Ibadah yang bermanfaat adalah ibadah yang diterima oleh Alloh subhaanahu wa ta’ala. Jika kita telah berlelah-lelah beribadah namun tidak diterima oleh Alloh subhaanahu wa ta’ala maka ibadah kita tidak bermanfaat dan arti hidup kita akan tidak bermakna serta tujuan hidup kita tidaklah tercapai.
Syarat diterimanya ibadah ada dua hal: Ikhlas karena Alloh subhaanahu wa ta’ala semata, bebas dari syirik besar dan kecil & Sesuai tuntunan Rasullulloh shallaallaahu ‘alaihi wa sallam
Syarat pertama adalah konsekuensi dari syahadat laa ilaaha ilaaLlaah,
karena ia mengharuskan ikhlas beribadah hanya untuk Allah dan jauh dari
syirik kepadaNya.

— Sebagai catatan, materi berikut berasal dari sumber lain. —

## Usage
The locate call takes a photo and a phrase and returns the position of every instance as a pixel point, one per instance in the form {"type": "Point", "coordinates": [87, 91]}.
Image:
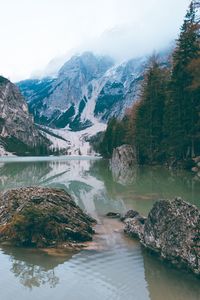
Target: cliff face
{"type": "Point", "coordinates": [88, 89]}
{"type": "Point", "coordinates": [18, 134]}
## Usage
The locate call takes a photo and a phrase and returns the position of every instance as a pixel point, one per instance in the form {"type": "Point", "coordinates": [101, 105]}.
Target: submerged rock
{"type": "Point", "coordinates": [123, 164]}
{"type": "Point", "coordinates": [172, 229]}
{"type": "Point", "coordinates": [113, 215]}
{"type": "Point", "coordinates": [42, 217]}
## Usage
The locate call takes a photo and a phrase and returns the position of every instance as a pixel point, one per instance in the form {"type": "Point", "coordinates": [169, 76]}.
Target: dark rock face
{"type": "Point", "coordinates": [123, 164]}
{"type": "Point", "coordinates": [17, 130]}
{"type": "Point", "coordinates": [196, 167]}
{"type": "Point", "coordinates": [172, 230]}
{"type": "Point", "coordinates": [42, 217]}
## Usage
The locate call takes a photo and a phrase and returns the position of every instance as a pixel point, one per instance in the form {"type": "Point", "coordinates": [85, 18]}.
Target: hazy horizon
{"type": "Point", "coordinates": [37, 32]}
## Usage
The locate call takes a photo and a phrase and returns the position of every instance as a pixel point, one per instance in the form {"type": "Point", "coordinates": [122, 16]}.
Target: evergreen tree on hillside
{"type": "Point", "coordinates": [183, 104]}
{"type": "Point", "coordinates": [149, 115]}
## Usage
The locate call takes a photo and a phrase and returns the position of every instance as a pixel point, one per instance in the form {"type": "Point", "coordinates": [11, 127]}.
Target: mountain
{"type": "Point", "coordinates": [87, 89]}
{"type": "Point", "coordinates": [77, 104]}
{"type": "Point", "coordinates": [18, 134]}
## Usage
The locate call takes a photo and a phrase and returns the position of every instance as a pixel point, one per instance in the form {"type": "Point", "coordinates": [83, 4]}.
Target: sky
{"type": "Point", "coordinates": [36, 32]}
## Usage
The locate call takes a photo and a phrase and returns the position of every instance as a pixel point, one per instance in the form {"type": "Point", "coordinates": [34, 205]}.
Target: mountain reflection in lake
{"type": "Point", "coordinates": [121, 269]}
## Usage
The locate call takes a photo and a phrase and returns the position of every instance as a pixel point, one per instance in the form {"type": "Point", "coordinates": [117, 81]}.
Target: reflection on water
{"type": "Point", "coordinates": [120, 270]}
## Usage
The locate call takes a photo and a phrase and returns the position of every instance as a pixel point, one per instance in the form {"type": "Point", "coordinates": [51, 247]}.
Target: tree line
{"type": "Point", "coordinates": [164, 123]}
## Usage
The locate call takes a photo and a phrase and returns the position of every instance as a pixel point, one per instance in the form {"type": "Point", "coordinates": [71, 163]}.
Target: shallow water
{"type": "Point", "coordinates": [118, 268]}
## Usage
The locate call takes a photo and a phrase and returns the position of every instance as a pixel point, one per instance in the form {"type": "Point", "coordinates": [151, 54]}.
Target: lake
{"type": "Point", "coordinates": [118, 268]}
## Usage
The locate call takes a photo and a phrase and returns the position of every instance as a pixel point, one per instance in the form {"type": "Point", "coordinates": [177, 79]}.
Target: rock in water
{"type": "Point", "coordinates": [172, 230]}
{"type": "Point", "coordinates": [123, 164]}
{"type": "Point", "coordinates": [42, 217]}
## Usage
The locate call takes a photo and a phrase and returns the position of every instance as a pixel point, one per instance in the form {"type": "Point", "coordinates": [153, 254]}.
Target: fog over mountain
{"type": "Point", "coordinates": [49, 29]}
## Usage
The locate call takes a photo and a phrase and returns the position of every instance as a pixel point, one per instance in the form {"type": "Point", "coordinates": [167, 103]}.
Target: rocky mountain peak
{"type": "Point", "coordinates": [17, 130]}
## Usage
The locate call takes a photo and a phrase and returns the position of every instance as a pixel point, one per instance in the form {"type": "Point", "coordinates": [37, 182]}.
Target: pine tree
{"type": "Point", "coordinates": [149, 115]}
{"type": "Point", "coordinates": [182, 104]}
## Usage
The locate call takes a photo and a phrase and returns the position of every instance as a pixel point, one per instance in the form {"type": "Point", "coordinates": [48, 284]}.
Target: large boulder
{"type": "Point", "coordinates": [172, 230]}
{"type": "Point", "coordinates": [123, 164]}
{"type": "Point", "coordinates": [42, 217]}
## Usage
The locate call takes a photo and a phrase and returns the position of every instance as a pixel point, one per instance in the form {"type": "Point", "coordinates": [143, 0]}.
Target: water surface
{"type": "Point", "coordinates": [119, 269]}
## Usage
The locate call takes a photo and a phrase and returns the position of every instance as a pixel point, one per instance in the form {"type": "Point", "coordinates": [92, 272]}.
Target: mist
{"type": "Point", "coordinates": [39, 36]}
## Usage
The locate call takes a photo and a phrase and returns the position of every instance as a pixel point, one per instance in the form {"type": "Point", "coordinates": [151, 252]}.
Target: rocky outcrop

Syarat kedua adalah konsekuensi dari syahadat
Muhammadur-Rasululloh karena ia menuntut wajibnya ta’at keada Nabi,
mengikuti tuntunannya dan meninggalkan bid’ah (ibadah atau cara
beribadah yang tidak pernah dituntunkan Nabi shallallahu ‘alaihi wa sallam).
Dalil bagi kedua syarat ini ialah firman Alloh subhaanahu wa ta’ala, yang artinya: ”
Barang siapa yang mengharap perjumpaan dengan Tuhannya maka hendaknya
ia mengerjakan amal shalih dan janganlah ia mempersekutukan seorang pun
(terhadap Alloh) dalam beribadah kepada Tuhannya.” (QS: Al-Kahfi :110).
Kalimat “..maka hendaknya ia mengerjakan amal shalih..” merupakan manifestasi syarat kedua, yaitu sesuai tuntunan Nabi shallallahu ‘alaihi wa sallam,
karena amal shalih itu adalah amal yang pasti telah dituntunkan Nabi.
Sedangkan “..dan janganlah ia mermpersekutukan seorang pun (terhadap
Allah) dalam beribadah kepada Tuhannya.” meruplakan manifestasi syarat
pertama, yaitu keharusan ikhlash.
Dua syarat ini merupakan syarat yang
mutlak. Jadi adalah salah jika orang beribadah dengan cara yang tidak
pernah dituntunkan Nabi kemudian dia berkata untuk membenarkan ibadahnya
: ” Yang penting kan niatnya” atau ” Yang penting kan ikhlas”. Sungguh,
niat tanpa cara yang benar tetaplah salah, dan bisa jadi menjerumuskan
kita pada kesesatan.
Niat ikhlas tidak bisa mengubah cara beribadah yang salah menjadi benar. Apalagi Nabi shallallahu ‘alaihi wa sallam bersabda, yang artinya: “Barang
siapa melaksanakan suatu amalan tidak atas perintah kami (yang Nabi
shallallahu ‘alaihi wa sallam tidak pernah memerintahkannya dan tidak
pernah membolehkannya) maka amal itu ditolak” (HR: Al-Bukhary dan
Muslim ). Begitu pula sebaliknya, jika kita telah sesuai dengan tuntunan
Nabi namun niatnya tidak ikhlas, maka amalan kita juga ditolak Alloh azza wa jalla.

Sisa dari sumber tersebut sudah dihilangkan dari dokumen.